The Undercover Soundtrack – David Penny

for logo‘Music of raw power, pulling back from chaos and feedback’

Once a week I host a writer who uses music as part of their creative environment – perhaps to connect with a character, populate a mysterious place, or hold a moment still to explore its depths. This week my guest is science fictioneer-turned-historical-murder mystery writer David Penny @DavidPenny_

Soundtrack by Tinariwen, Neil Young, Joe Satriano, Grace Potter, Counting Crows, John Hiatt

I’m a frustrated musician. Many writers I talk to wish they were musicians (yes, we know who you are, Mr Rankin) but, when I talk to musicians they often want to be writers. Or actors. As for the actors, well…

For me writing is a constant striving to achieve the same visceral punch I get from great music. It’s hard because writing is a different medium, but every now and again, for a brief moment, I like to think I’ve almost attained that ambition.

david-penny-full-bw-600-webI use music to inspire me, to turn off my analytical mind and don a cap of imagination. While writing my first new book for over 35 years (don’t ask) I used music as inspiration, but also as a wash of sound through which my hands drifted across the keyboard.

That book, The Red Hill came to me complete in less than a second, the entire idea and thread for a multi-book series. Then it took two years to write. The protagonist, Thomas Berrington, is an Englishman a thousand miles from home, a surgeon working in the final years of the Moorish caliphate that has ruled Spain for over 700 years. For much of that period the Moors were a beacon of civilisation in a Europe shattered by invasion, war and ignorance. They were cultured, scientific, and curious about the world. While the Vikings invaded the north, the Moors were inventing flying machines (1100), algebra, the clock, and studying the stars and medicine. In the book Thomas uses the techniques and instruments invented by the Moors – many of which have developed into those now used in modern operating theatres. His life is settled, deliberately constrained, until a man he can’t refuse asks a favour that could get him killed.

Below is the music that inspired me in the writing of the book, but more importantly music that just inspired. What more is there?

Tinariwen

This is how I see Thomas dressed in The Red Hill. It’s also here because I listen to Tinariwen when I need to get into the emotional world of the Moors before they came to Spain, the world they carried with them. I can hear this music – without the electric guitars, but the Moors did have lutes and some even believe they created the acoustic guitar – being performed in al-Hamra at the time The Red Hill is set – the music rhythmic, dense, ululating. And the performers – you can see their lives etched deep on their faces.

Neil Young

I love everything about Neil Young when he plays electric guitar this way. His acoustic, Harvest Moon period, I can take or leave, but when he performs like this it sums up how I feel about writing. The music is on the edge, barely constrained, constantly threatening to tip over into chaos and feedback, always pulling back from the brink. I love his uncompromising nature. I understand it’s also what turns people off his music, but the point is he doesn’t care. He does what he does, what he must do. Whether you like it, love it, or loath it, it is what it is. The struggle to write something possessing this raw power and emotion is what keeps me coming back to the keyboard over and over again. It’s an unattainable dream, but that’s all right, because it means I never need to stop. Just like Neil. And take time to listen to the words.

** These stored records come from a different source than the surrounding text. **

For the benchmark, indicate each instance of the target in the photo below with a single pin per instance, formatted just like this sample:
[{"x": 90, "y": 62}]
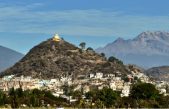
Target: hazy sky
[{"x": 25, "y": 23}]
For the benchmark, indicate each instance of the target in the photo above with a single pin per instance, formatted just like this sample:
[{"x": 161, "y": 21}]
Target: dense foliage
[
  {"x": 31, "y": 98},
  {"x": 143, "y": 95}
]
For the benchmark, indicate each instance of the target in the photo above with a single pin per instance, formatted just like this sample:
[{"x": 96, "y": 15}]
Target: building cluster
[{"x": 83, "y": 83}]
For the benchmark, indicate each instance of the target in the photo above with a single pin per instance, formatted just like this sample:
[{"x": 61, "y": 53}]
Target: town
[{"x": 84, "y": 83}]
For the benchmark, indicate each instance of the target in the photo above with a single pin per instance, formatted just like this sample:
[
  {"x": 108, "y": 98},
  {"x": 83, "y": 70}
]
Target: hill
[
  {"x": 159, "y": 73},
  {"x": 8, "y": 57},
  {"x": 58, "y": 58},
  {"x": 152, "y": 47}
]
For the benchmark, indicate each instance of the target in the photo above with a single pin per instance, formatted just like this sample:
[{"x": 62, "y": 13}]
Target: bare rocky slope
[
  {"x": 8, "y": 57},
  {"x": 52, "y": 59}
]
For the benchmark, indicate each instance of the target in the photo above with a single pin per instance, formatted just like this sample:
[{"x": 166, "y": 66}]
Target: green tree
[
  {"x": 144, "y": 91},
  {"x": 89, "y": 49},
  {"x": 107, "y": 96},
  {"x": 82, "y": 45},
  {"x": 3, "y": 98},
  {"x": 102, "y": 54},
  {"x": 13, "y": 98}
]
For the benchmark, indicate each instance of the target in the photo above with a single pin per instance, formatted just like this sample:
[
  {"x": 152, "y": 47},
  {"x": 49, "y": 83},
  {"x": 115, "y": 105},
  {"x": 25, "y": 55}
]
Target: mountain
[
  {"x": 56, "y": 58},
  {"x": 8, "y": 57},
  {"x": 159, "y": 73},
  {"x": 148, "y": 49}
]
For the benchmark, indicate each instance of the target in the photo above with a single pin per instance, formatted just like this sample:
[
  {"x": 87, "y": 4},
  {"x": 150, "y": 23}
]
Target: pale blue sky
[{"x": 25, "y": 23}]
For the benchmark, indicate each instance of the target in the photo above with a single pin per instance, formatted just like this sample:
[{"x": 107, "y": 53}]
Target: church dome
[{"x": 56, "y": 38}]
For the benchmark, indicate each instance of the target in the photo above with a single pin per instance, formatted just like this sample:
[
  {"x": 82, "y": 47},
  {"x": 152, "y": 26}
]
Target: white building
[{"x": 99, "y": 75}]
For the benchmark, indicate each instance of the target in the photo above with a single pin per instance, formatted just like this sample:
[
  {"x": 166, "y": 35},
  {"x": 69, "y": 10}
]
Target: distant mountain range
[
  {"x": 148, "y": 49},
  {"x": 8, "y": 57}
]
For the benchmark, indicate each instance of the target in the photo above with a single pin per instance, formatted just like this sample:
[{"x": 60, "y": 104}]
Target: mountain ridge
[
  {"x": 8, "y": 57},
  {"x": 52, "y": 59},
  {"x": 139, "y": 47}
]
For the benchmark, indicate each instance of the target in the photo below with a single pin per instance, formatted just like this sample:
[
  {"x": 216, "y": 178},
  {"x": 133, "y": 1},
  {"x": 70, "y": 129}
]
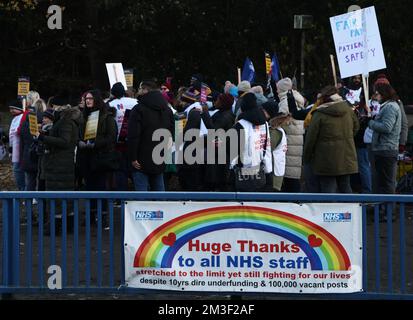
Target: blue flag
[
  {"x": 275, "y": 68},
  {"x": 248, "y": 72}
]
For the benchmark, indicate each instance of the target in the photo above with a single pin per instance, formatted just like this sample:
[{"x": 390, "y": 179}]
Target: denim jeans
[
  {"x": 364, "y": 170},
  {"x": 386, "y": 169},
  {"x": 148, "y": 182},
  {"x": 30, "y": 181},
  {"x": 330, "y": 184},
  {"x": 19, "y": 176}
]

Also there is this cover of Cortez the Killer by Joe Satriano and Grace Potter. Written by Neil, of course, but included for a couple of reasons – the main one being the dichotomy between the slight Spanish vibe and the words. And it tells the result of the victors in the battle the Thomas Berrington series is about. I can’t help wondering how different the world would be today if the Moors hadn’t been defeated.

Counting Crows

Another band I can’t get enough of, another singer who wears his heart on his sleeve. My wife and I – kids too – have seen this band more than any other, and every time they’re different. Some people don’t like that, wanting things to sound just like on the album. Us? No – we like different. This song, A Long December, contains one of my favourite lines: about oysters and pearls… listen… Also listen to Miller’s Angels – stark, haunting, beautiful.

the-red-hill-600-webJohn Hiatt

This song, Have a Little Faith in Me, has nothing to do with The Red Hill, other than I listen to John Hiatt all the time. It isn’t my favourite song of his (that’s another guitar blow-out, but I’ll spare you), but it is his best known and most covered. John Hiatt it the best unknown singer-songwriter in the world. No, don’t disagree – he is. He just is. And again, listen to the words and bow down to the man…

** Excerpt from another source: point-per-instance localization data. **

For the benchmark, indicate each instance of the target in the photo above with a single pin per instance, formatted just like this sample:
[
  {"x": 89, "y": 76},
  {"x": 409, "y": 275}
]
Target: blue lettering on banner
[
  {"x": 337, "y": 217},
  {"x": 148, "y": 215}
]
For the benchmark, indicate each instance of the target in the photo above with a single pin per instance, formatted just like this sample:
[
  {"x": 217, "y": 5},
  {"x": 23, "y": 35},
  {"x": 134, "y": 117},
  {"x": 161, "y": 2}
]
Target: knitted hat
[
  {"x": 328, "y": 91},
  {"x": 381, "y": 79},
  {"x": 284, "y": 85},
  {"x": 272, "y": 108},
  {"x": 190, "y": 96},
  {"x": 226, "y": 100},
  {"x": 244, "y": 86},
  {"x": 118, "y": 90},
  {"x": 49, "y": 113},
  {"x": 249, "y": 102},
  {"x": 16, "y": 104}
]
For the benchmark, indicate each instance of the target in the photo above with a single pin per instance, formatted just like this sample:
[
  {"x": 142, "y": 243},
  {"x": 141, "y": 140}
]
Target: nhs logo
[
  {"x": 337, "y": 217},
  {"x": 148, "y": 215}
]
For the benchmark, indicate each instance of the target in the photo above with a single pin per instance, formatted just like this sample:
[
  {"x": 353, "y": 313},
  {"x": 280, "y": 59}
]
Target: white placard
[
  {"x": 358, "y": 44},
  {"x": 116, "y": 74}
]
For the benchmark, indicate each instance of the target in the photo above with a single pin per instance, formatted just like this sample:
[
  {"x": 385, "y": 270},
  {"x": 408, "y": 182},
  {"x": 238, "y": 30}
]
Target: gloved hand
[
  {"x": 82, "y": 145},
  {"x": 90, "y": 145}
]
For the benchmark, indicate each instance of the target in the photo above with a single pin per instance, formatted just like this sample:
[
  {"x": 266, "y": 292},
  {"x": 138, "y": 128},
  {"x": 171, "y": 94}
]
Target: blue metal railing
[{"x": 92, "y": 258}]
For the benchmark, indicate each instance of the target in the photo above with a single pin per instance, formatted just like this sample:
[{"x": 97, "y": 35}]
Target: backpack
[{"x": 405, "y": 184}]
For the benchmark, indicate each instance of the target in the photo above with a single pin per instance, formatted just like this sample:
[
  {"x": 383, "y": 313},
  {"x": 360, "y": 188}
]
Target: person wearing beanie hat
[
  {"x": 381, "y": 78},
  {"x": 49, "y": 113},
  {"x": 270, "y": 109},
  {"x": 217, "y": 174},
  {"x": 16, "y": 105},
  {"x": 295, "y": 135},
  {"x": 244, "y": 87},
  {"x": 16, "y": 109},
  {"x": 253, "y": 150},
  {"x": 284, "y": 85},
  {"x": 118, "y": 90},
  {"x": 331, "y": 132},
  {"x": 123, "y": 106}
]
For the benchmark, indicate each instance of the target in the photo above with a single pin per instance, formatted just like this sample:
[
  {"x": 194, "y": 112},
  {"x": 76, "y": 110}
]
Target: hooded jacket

I first saw John Hiatt at the Hammersmith Apollo in the 90s and at the end of a three-hour show that blew my socks off he said something that sums up exactly how I feel about writing: ‘Hey, thanks y’all for coming. If you weren’t here we’d still be playing this stuff, but we’d be doing it in our garage.’

Also try Cry Love. I’ve included this because Immy from Counting Crows is on mandolin (plus it’s brilliant).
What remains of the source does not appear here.